«Justin Trudeau devient le premier ministre des pipelines», a titré le quotidien The Toronto Star à la fin du mois de mai. Et le journal montréalais Le Devoir de renchérir: «Le pouvoir du dollar». A deux jours du G7, qui a lieu vendredi et samedi, le premier ministre canadien a frappé fort. Ottawa a annoncé le rachat de l’oléoduc Trans Mountain, qui relie l’Alberta à la Colombie-Britannique, à la compagnie texane Kinder Morgan. Montant de la transaction: 4,5 milliards de dollars canadiens (3,43 milliards de francs).

En parallèle de ce pipeline, Ottawa en construira un second pour acheminer le pétrole des sables bitumineux vers le Pacifique et les marchés asiatiques. La facture s’élèvera pour ce second ouvrage à 7,4 milliards de dollars canadiens.

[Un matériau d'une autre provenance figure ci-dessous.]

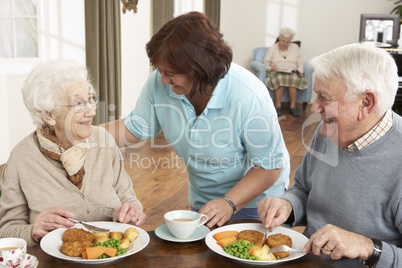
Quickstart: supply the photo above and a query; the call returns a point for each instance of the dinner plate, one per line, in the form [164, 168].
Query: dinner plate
[29, 261]
[51, 242]
[298, 241]
[164, 233]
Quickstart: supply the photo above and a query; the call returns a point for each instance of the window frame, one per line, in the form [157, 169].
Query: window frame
[24, 64]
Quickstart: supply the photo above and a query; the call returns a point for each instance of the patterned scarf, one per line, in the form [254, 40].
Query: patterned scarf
[72, 159]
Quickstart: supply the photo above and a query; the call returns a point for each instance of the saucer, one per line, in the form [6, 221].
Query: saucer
[29, 261]
[163, 233]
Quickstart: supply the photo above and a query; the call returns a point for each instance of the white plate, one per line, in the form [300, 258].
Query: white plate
[298, 241]
[51, 242]
[164, 233]
[29, 261]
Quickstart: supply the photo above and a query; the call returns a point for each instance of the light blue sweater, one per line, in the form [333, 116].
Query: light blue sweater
[358, 191]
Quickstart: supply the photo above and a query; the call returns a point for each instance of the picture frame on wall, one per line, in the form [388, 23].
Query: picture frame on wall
[380, 29]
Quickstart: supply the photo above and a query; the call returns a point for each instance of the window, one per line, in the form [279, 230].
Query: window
[18, 29]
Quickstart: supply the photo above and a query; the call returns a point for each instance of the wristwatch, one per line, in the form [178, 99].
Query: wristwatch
[230, 203]
[372, 261]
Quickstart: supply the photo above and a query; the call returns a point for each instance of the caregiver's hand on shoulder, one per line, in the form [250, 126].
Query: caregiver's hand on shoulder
[274, 211]
[50, 219]
[218, 212]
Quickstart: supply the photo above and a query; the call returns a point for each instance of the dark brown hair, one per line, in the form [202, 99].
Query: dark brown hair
[191, 44]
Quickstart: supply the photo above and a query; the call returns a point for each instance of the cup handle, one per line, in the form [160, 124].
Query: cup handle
[204, 221]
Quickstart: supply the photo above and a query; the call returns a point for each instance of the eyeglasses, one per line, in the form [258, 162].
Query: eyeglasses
[80, 105]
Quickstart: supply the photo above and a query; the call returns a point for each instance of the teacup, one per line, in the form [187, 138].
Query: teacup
[183, 223]
[12, 251]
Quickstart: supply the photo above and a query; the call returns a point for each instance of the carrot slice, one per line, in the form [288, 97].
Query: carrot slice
[226, 241]
[95, 252]
[225, 234]
[111, 252]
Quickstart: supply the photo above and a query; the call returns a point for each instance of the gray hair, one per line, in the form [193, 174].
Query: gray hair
[47, 83]
[287, 33]
[362, 68]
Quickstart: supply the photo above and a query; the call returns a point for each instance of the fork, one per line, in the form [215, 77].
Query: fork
[108, 211]
[284, 248]
[265, 238]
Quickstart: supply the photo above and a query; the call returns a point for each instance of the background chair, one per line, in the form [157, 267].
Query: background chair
[258, 68]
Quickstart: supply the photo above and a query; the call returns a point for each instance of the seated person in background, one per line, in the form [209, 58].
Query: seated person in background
[348, 190]
[285, 69]
[66, 168]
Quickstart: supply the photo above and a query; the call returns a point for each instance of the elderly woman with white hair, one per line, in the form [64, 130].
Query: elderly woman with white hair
[66, 168]
[285, 69]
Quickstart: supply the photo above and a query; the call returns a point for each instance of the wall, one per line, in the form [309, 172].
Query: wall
[135, 33]
[61, 35]
[321, 25]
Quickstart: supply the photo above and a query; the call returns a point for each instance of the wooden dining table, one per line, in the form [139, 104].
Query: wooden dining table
[162, 253]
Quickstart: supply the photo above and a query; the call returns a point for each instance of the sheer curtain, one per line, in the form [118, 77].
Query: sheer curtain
[103, 55]
[18, 29]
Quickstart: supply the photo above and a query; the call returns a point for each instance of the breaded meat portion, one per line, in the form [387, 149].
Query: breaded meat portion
[75, 248]
[278, 240]
[75, 234]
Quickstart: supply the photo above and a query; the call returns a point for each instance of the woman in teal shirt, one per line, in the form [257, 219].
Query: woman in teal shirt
[216, 115]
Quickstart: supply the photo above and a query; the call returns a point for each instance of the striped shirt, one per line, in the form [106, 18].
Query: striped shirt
[379, 130]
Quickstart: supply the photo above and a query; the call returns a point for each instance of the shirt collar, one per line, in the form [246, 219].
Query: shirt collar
[379, 130]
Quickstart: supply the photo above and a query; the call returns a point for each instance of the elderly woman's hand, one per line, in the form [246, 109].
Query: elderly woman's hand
[274, 211]
[218, 212]
[337, 243]
[130, 213]
[50, 219]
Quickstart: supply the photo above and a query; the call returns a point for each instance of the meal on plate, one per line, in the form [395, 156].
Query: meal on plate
[247, 244]
[81, 243]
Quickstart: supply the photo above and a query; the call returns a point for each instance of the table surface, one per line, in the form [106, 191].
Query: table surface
[161, 253]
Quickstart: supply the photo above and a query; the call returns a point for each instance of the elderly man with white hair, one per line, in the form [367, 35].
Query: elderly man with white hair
[66, 168]
[348, 190]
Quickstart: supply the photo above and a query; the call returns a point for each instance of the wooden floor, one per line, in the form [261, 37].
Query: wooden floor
[161, 180]
[165, 188]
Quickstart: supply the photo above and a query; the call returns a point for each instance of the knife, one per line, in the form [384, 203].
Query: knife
[91, 227]
[265, 237]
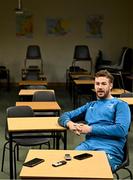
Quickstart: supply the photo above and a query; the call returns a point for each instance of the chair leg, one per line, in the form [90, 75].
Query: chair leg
[3, 156]
[122, 81]
[117, 176]
[17, 152]
[15, 169]
[131, 176]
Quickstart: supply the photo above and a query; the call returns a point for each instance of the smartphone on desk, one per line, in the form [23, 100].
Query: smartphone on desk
[33, 162]
[82, 156]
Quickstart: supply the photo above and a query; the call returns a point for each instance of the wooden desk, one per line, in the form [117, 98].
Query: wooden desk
[116, 91]
[24, 93]
[41, 106]
[34, 124]
[96, 167]
[33, 82]
[129, 100]
[30, 92]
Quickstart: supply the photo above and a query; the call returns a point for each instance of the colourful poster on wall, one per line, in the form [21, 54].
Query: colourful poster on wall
[94, 26]
[58, 26]
[24, 25]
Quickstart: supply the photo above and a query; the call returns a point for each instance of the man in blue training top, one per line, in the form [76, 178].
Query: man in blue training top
[107, 121]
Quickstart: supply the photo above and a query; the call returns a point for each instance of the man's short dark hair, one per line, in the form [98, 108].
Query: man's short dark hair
[105, 73]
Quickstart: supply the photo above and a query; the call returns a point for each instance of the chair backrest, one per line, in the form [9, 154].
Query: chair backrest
[124, 165]
[81, 52]
[33, 52]
[36, 87]
[47, 95]
[20, 111]
[125, 61]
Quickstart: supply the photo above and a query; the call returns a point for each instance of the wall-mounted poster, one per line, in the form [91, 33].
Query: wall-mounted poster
[94, 26]
[57, 26]
[24, 25]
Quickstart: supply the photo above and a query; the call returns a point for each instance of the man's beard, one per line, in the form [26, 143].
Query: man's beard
[104, 94]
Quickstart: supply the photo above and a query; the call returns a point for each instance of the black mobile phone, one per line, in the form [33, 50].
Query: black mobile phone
[59, 163]
[67, 157]
[82, 156]
[33, 162]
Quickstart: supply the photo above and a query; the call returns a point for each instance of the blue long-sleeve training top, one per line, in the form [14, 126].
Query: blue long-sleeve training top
[110, 121]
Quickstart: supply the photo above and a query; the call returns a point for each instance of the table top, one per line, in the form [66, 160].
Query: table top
[33, 82]
[116, 91]
[27, 92]
[33, 124]
[96, 167]
[83, 81]
[49, 105]
[76, 76]
[79, 73]
[129, 100]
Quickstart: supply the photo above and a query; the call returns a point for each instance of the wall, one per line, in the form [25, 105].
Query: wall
[57, 52]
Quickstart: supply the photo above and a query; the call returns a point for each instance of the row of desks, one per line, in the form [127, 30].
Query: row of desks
[48, 124]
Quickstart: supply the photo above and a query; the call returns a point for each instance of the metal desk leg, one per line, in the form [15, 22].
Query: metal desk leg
[65, 140]
[11, 155]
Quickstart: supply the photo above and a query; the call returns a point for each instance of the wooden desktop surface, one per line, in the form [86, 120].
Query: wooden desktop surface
[116, 91]
[83, 81]
[96, 167]
[50, 105]
[28, 92]
[33, 124]
[129, 100]
[76, 76]
[33, 82]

Justin Trudeau a déclenché la fureur des écologistes, des Amérindiens et de la Colombie-Britannique, farouchement opposés à ce dernier projet. L’oléoduc de la discorde, bourbier politique, mais enjeu économique, est révélateur des ambiguïtés canadiennes. Avec ses forêts à perte de vue, ses glaciers vertigineux, ses milliers de lacs, le pays à la feuille d’érable véhicule l’image d’un immense poumon d’oxygène.

Entreprises minières favorisées aveuglément

La réalité est moins verte. Selon le Ministère des ressources naturelles du Canada, les émissions de gaz à effet de serre (GES) liées à la production de pétrole et de gaz ont augmenté de 20% entre 2005 et 2015. Les experts ont dénoncé la multiplication de phénomènes météorologiques extrêmes depuis quelques années: fortes inondations, arrivée tardive des glaces, réchauffement dans l’Arctique. Sans succès. Ottawa encourage les entreprises minières, sans discernement, tant pour la protection de l’environnement que pour la santé des populations. Des milliers de mines dont les filons sont épuisés et contaminés au cyanure sont abandonnées.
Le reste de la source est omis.